Other kids are staying home, because it is extremely easy to cheat on tests at home. The kids find answers in their math book, which is open just outside the Zoom video camera, and from group chats with friends on their cell phone. These activities can’t happen in the school. So, kids who physically attend school face a testing penalty.
If my son was one of those other kids, with sports and friends, I might make the same decision as other parents and let him work remotely. It’s the rational decision. After all, who wants to hear a teenager whine?
But my son has autism, so he doesn’t have any friends and can’t play a sport. He desperately needs to be around other human beings and to get out of his bedroom. So, I send him to school faithfully every day even though his teachers are busy talking to a couple dozen boxes on his laptop and not to him. Sometimes, he is the only person physically in the classroom, because his teacher is working remotely, too. But we keep sending him, because we are, as I said, desperate.

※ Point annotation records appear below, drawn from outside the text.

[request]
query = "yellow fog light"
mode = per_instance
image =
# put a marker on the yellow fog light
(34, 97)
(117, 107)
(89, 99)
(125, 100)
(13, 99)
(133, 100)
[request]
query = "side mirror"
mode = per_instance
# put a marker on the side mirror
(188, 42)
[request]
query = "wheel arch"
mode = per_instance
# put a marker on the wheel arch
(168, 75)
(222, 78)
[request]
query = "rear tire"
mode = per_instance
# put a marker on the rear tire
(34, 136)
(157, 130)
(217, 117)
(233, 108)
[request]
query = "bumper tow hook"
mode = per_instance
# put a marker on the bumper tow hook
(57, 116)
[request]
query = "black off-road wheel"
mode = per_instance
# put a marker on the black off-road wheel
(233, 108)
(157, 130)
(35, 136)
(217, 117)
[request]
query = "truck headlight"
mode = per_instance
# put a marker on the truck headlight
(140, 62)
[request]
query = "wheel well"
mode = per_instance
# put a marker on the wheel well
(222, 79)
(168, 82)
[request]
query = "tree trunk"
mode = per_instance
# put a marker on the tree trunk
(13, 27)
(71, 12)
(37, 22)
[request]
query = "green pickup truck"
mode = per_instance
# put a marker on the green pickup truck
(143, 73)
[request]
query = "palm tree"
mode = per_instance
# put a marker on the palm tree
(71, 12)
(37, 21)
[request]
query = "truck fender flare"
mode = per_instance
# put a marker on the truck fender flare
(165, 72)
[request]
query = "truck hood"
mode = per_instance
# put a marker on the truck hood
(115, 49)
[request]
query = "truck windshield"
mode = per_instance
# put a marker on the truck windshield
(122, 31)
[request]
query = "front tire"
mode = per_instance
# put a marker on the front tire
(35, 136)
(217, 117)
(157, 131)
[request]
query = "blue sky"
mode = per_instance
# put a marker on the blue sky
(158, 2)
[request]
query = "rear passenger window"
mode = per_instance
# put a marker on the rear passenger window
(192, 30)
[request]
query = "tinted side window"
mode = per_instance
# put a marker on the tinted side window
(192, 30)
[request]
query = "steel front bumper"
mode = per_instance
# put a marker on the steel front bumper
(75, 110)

While the other kids might appear to be content, this situation isn’t terribly healthy. Before COVID, teenagers were at high risk for mental health issues, like anxiety and depression. I can’t imagine what a year in their bedrooms with unlimited access to the Internet will do to their brains.
While kids in middle class suburbs have already learned the basics in reading and math, and COVID learning loss isn’t a huge tragedy, it is still rather sad that those kids will miss the chance to be wowed by an inspirational teacher who makes Shakespeare and Locke and Bronte come alive. After a full year of Zoom school, we know that that energy cannot be translated through a computer screen.
There is no sign that this situation will improve anytime soon. Our district has recognized that the lack of students physically in a school building is a problem, but has no tools to force students to go. Now that students have gotten the option to dial it in, they aren’t going back. And can you blame them? How many teenagers voluntarily chose to work hard?
School leaders and public officials in New Jersey are not planning on returning to normal anytime soon, even when teachers are vaccinated. In fact, they might stay in hybrid mode, until students are vaccinated a full year from now.
Until school leaders make their school buildings an inviting place to learn, until parents force their kids out of their bedroom, until kids have fewer options, this situation won’t change. My kid will remain the last student in school until schools learn to adapt like restaurants.